Tuesday, May 21, 2019

Eternal Life

Living forever is actually pretty simple.  You just have to continually redefine your "self" as something alive.  If you cling to your given identity, you are bound to perish.  If "you" are instead just a difference in the world that's capable of producing even more difference, you continue to circulate ad infinitum, albeit at the price of continually transforming into something else.  In business, we would call this "moving the goalpost".

I take this to be the general gist of the discussion of affirmation and negation in Nietzsche's Zarathustra that occurs on pg. 53-55.  It begins with:

No one passes less for a beautiful soul than Nietzsche. His soul is extremely beautiful, but not in the sense of the beautiful soul: no one is more endowed than he with a sense for cruelty or a taste for destruction. Moreover, throughout his work he never ceases to contrast two conceptions of the affirmation-negation relation.

and ends with:

Nietzsche announces only a light punishment for those who do not 'believe' in eternal return: they will have, and be aware of, only an ephemeral life! They will be aware of themselves and know themselves for what they are: epiphenomena. This will be their absolute Knowledge. In this manner, negation as a consequence, as the result of full affirmation, consumes all that is negative, and consumes itself at the mobile centre of eternal return.
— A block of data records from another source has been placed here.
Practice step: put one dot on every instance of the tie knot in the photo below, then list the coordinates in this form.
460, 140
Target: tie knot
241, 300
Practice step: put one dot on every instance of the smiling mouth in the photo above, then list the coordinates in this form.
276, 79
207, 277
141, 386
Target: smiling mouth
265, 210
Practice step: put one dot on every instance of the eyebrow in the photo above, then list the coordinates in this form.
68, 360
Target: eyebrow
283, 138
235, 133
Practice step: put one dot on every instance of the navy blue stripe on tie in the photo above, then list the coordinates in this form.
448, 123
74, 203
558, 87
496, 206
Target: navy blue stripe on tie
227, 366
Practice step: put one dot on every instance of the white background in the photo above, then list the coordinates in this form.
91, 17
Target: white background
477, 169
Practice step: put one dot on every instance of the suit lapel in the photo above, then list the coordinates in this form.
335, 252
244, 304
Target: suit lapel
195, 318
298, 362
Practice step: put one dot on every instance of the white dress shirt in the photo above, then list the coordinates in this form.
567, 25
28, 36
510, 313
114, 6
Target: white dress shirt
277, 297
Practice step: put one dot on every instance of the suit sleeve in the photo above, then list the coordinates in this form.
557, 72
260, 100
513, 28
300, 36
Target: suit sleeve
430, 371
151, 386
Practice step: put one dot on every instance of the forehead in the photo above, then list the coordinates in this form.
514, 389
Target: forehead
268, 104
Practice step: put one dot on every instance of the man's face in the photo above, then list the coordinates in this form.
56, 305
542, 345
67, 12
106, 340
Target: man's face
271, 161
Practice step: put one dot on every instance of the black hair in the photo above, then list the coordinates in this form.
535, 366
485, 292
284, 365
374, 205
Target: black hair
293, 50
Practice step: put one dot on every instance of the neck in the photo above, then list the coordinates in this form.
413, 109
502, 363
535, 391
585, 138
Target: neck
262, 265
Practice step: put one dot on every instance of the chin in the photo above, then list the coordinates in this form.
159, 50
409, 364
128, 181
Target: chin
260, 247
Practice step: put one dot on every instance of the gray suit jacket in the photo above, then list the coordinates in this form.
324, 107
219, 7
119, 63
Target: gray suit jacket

In between, Deleuze explains how Zarathustra and his own personal Ass both use both affirmation and negation, though in opposite ways.  The role of the Ass at first appears completely affirmative, as it is willing to carry the weight of any burden.  This affirmation is only secondary though, because it stems from the Ass's constant acceptance that there must be limits that define the identity of every form only by distinguishing itself from everything which it is not.  Negation is the first principle of the Ass, and, like the Hegelian dialectic (amusingly depicted as an Ox chewing the cud and regurgitating the same stuff over and over again), it can only produce affirmation as the by product of a double negation.  The motor of dialectical change is supposed to be a form defined by what it is not, which is then negated and overcome.  The positive production of movement is just a double negative, a circle with one center that gets us nowhere.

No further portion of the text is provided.